In case you missed it, we announced earlier this year that ECB populations were found in Nova Scotia in the fall of 2022 that are resistant to Cry1Ab Bt protein used to control ECB in Bt corn. Given the level of injury found, the resistance was developing over a number of years and went unnoticed. These same populations were also found to be cross resistant to Cry1A.105. This follows only a few years after populations were found to be resistant to Cry1F proteins in Nova Scotia (2018), New Brunswick (2022 – not published yet), Quebec (2019) and Manitoba (2020). These detections are the first cases of field evolved resistance of ECB to Bt corn in the world. This means that ECB are resistant to three of the four proteins used in Bt corn in Nova Scotia and resistance to at least one Bt protein in three other provinces. Essentially every Bt corn hybrid contains one more more ECB Bt proteins, even if your growing Bt corn for a different pest (eg. WBC or CRW). Although it is not possible to reverse this resistance, it is possible to slow its spread by scouting and reporting any signs of injury on Bt corn early so that effective mitigation measures can be implemented.
To stay ahead of ECB resistance, we need to start routinely scouting Bt corn fields again and report any signs of unexpected injury to myself and the seed providers. Now is a great time to start looking for any signs of ECB damage. At least one generation of ECB has reached the stage where larvae would be tunneling in the tassels, mid ribs, stalks and potentially even ears of the plant. Scout 10 plants in 10 areas of the field. Look for signs of saw-dust frass at leaf axils, bent leaves with tunneling at the midrib or broken tassels where larvae entered the plants. Jenna Straughan, an MSc candidate at the University of Guelph Ridgetown Campus put together this great one pager (Scouting for European corn borer (Ostrinia nubilalis) in corn) that shows what the signs of injury and life stages of ECB look like. Take a knife and slice open the stalk of any plants with these signs and look for the tunnels and larvae that may be inside. Also check the ear shank, including where the ear connects to the plant. Any of these signs need to be reported immediately, so that plants can be checked for Bt proteins and ECB can be collected for testing.

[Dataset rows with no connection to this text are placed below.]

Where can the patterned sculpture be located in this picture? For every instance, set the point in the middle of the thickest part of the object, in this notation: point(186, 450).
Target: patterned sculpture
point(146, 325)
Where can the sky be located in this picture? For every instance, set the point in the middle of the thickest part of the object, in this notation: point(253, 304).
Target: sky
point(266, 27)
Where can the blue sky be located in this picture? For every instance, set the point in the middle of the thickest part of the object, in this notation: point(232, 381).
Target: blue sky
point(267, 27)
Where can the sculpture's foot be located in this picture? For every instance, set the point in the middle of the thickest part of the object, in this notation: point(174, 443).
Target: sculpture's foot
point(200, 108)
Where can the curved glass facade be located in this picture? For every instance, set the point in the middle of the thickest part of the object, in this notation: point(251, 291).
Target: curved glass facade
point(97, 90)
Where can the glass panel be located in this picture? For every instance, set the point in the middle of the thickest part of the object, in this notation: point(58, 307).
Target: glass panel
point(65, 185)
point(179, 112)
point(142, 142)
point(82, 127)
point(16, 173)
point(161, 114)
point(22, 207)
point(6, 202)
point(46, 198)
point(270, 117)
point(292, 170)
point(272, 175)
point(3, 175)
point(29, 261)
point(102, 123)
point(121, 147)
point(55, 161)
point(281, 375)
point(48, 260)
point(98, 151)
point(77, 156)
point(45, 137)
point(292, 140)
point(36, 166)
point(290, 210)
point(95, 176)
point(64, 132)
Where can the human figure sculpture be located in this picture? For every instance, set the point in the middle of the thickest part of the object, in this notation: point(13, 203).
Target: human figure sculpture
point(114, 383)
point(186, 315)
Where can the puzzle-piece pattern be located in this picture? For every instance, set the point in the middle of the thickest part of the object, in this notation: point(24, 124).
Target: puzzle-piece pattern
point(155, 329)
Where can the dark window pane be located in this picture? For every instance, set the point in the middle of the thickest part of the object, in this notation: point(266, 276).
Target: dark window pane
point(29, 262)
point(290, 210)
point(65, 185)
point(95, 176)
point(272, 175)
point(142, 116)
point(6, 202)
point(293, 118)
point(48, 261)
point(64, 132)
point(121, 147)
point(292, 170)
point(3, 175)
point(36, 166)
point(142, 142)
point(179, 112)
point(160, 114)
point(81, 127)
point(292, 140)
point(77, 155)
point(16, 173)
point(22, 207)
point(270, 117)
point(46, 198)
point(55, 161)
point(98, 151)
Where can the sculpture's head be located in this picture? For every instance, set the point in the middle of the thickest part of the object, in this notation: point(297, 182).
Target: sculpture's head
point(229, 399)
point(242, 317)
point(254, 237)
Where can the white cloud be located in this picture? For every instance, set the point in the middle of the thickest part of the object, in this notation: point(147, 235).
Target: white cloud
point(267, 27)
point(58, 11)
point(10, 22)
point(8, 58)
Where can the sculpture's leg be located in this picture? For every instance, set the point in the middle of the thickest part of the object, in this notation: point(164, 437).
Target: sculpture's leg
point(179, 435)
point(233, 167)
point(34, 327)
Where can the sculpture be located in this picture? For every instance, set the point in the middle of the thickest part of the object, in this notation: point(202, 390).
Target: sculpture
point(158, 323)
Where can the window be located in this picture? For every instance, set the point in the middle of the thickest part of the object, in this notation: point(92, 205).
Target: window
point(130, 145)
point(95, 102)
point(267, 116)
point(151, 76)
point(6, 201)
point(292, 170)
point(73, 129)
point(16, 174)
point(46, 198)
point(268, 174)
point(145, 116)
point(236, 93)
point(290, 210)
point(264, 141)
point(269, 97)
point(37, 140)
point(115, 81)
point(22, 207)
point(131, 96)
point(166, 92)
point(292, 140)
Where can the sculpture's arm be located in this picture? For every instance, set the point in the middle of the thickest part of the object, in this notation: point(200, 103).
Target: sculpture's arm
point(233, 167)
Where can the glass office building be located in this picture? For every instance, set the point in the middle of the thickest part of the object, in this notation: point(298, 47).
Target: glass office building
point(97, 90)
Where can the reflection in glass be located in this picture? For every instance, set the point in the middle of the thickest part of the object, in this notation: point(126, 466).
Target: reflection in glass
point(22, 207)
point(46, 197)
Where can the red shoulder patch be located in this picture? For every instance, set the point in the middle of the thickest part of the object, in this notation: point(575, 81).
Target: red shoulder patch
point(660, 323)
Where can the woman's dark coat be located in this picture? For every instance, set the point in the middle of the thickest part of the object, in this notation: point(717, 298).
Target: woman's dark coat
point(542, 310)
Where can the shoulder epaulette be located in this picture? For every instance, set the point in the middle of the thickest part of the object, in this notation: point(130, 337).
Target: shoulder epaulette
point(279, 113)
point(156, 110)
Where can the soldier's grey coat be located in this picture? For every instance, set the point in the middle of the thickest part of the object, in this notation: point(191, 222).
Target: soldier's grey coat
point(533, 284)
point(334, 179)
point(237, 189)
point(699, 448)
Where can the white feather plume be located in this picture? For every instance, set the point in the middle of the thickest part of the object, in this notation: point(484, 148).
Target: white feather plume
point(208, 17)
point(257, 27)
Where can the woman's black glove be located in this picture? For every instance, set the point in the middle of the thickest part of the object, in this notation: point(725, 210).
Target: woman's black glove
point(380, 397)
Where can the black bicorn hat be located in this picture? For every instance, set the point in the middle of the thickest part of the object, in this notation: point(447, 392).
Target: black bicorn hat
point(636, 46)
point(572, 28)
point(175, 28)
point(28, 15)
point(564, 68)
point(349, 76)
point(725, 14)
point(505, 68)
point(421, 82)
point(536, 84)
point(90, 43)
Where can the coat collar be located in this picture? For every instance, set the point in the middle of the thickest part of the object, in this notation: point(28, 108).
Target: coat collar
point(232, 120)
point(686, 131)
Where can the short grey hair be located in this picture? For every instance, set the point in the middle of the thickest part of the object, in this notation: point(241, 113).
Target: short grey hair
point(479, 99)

Fields in Eastern Ontario are likely at greater risk of finding resistance first, given their proximity to the southern Quebec population found to be resistant to Cry1F near Montreal and are also close enough to the Maritimes where ECB moths may blow in from. But it is good practice for everyone in Ontario to be on watch for signs of ECB injury in Bt corn.
Our best mitigation tool to reduce the spread of ECB resistance is to shred corn stubble shortly after harvest using flail mowers to keep the ECB from successfully overwintering. ECB stay as larvae through the winter in the first 30 cm of corn stubble left on the soil surface after harvest. By shredding the corn stubble, ECB are exposed to winter temperatures and won’t survive. This keeps them from emerging as moths in the spring to fly out of these fields and further spreading resistance. Plowing intact corn stubble into the soil will not kill the ECB but rather gives them an even cozier home to ride out the winter in. Shredding corn stubble is a good practice even for non-Bt corn fields, since it helps reduce ECB populations in the local area for the following season.